With FLoC, thousands of Chrome users are grouped into cohorts based on each individual’s browsing behavior. The browser uses machine learning algorithms to develop cohorts and shapes them by the sites each person visits. This includes site URLs, page content and more. Over time, the browser updates the cohort as each user travels the web and their behavior changes.
Critically, all of these behavioral inputs are kept locally, in the user’s browser, and aren’t uploaded elsewhere else. The browser only exposes the total cohort, though each cohort is well distributed to represent thousands of people.
The goal here is privacy, without losing interest-based ad-targeting. Chrome will group people together with similar browsing habits, allowing ad tech companies, advertisers and publishers to observe the habits of large groups instead of the activity of individuals, and target them accordingly.
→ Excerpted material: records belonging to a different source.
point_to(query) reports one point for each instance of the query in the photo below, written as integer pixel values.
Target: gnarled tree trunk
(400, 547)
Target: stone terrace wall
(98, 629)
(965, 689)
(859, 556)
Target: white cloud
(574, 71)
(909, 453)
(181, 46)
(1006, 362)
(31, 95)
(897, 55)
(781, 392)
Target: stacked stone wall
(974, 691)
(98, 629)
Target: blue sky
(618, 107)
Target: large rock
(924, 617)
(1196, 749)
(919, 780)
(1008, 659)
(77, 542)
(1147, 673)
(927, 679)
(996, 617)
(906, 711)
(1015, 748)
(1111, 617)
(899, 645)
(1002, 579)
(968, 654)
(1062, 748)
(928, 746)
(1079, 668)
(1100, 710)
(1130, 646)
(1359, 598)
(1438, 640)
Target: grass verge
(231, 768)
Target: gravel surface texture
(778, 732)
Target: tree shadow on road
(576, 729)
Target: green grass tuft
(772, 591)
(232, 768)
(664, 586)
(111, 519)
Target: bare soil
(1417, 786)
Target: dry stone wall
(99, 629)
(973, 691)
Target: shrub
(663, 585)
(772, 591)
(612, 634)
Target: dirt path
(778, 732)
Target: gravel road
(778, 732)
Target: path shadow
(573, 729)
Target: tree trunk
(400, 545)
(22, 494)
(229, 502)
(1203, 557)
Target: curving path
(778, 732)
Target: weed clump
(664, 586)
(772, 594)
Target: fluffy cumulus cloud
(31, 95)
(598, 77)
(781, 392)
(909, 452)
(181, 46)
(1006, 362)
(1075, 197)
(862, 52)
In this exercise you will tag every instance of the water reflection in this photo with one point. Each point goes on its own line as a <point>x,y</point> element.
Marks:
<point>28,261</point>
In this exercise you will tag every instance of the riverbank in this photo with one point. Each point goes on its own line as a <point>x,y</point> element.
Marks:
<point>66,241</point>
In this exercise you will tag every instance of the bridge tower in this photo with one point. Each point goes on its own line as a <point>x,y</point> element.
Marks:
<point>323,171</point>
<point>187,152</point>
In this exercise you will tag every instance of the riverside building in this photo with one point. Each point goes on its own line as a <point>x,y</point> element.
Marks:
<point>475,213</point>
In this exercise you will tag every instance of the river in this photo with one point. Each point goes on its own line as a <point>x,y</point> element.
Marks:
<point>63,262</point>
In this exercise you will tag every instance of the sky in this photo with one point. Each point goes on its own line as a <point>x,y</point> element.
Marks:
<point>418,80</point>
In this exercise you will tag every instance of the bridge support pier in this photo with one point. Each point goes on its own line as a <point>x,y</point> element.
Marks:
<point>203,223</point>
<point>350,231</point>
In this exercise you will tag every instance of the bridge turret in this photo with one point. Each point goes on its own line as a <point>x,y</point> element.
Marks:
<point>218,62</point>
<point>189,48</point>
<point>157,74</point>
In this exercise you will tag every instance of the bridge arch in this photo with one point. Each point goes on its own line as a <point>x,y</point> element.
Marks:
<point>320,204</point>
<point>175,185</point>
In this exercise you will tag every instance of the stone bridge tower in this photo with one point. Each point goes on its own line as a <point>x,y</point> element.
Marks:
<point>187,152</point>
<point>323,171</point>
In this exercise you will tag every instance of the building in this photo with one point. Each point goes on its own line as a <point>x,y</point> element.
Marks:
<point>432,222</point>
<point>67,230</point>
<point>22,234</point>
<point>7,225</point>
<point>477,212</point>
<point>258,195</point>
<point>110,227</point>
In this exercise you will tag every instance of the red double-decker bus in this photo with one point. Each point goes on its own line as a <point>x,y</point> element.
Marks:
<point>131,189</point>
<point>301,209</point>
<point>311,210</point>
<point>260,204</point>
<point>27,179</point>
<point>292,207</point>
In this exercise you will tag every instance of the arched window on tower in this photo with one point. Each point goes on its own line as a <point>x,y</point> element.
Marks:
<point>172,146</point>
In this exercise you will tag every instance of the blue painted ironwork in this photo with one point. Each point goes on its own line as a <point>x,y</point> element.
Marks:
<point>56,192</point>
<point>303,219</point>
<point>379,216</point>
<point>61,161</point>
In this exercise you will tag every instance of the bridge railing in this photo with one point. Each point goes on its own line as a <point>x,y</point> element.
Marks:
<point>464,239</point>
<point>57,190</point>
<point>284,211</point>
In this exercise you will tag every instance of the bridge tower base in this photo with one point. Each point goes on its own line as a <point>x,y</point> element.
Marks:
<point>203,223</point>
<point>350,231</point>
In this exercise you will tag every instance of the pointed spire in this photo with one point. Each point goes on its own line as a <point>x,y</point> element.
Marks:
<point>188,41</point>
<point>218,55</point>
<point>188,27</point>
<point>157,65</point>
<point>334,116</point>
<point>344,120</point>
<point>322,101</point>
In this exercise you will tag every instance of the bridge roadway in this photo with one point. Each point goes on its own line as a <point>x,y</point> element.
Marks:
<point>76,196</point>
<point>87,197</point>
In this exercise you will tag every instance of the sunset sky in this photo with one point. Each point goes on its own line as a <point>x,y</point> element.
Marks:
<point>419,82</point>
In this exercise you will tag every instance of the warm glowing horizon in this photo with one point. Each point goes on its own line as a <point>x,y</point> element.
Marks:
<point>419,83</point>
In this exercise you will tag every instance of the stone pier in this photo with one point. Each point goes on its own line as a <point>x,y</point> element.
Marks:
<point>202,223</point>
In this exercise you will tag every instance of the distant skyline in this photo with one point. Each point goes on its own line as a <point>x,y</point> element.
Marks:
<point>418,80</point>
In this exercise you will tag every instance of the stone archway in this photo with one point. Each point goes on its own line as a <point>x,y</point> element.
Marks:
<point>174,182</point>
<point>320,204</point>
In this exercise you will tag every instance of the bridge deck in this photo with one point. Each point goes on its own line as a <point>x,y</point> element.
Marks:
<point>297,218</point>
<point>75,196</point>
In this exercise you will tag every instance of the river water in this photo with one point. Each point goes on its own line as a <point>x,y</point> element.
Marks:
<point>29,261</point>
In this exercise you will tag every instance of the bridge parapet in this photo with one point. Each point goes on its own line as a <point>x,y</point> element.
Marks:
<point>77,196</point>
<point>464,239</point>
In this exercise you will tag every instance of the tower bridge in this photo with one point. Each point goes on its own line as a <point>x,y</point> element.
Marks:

With today’s announcement, Google expressed total confidence in FLoC’s ability to replace third-party cookies, releasing the results of the first test of its alternative. According to a blog post by Google’s Chetna Bindra, Group Product Manager, User Trust and Privacy, “When it comes to generating interest-based audiences, FLoC can provide an effective replacement signal for third-party cookies. Our tests of FLoC to reach in-market and affinity Google Audiences show that advertisers can expect to see at least 95% of the conversions per dollar spent when compared to cookie-based advertising.”
Bindra goes on to say the company is “encouraged” by the initial tests and the potential value it affords users (privacy), publishers (monetization) and advertisers (targeting).
The reaction to Google’s test was mixed.
CafeMedia’s Paul Bannister says Google’s FLoC results are “all based on simulations that Google is running and not real in-browser true testing,” with others wondering if Google would release details on the test’s methodology.
Simulmedia’s Dave Morgan applauded the move, saying, “Finally, [the] industry is getting back to the much-more sensible, transparent and user-friendly origins of audience-based targeting – targeting by generalized cohorts.”
Whatever your opinion, with Chrome owning nearly 70% of the world’s browser market, FLoC is poised to be a major piece of the cookie-less ecosystem for advertisers, publishers, vendors, and users. This represents “the future of how our ads and measurement products will work on the web,” says Google’s Bindra.
Google plans to make FLoC-based cohorts available for public testing in March and expects to begin testing FLoC-based cohorts with advertisers in Google Ads sometime in Q2.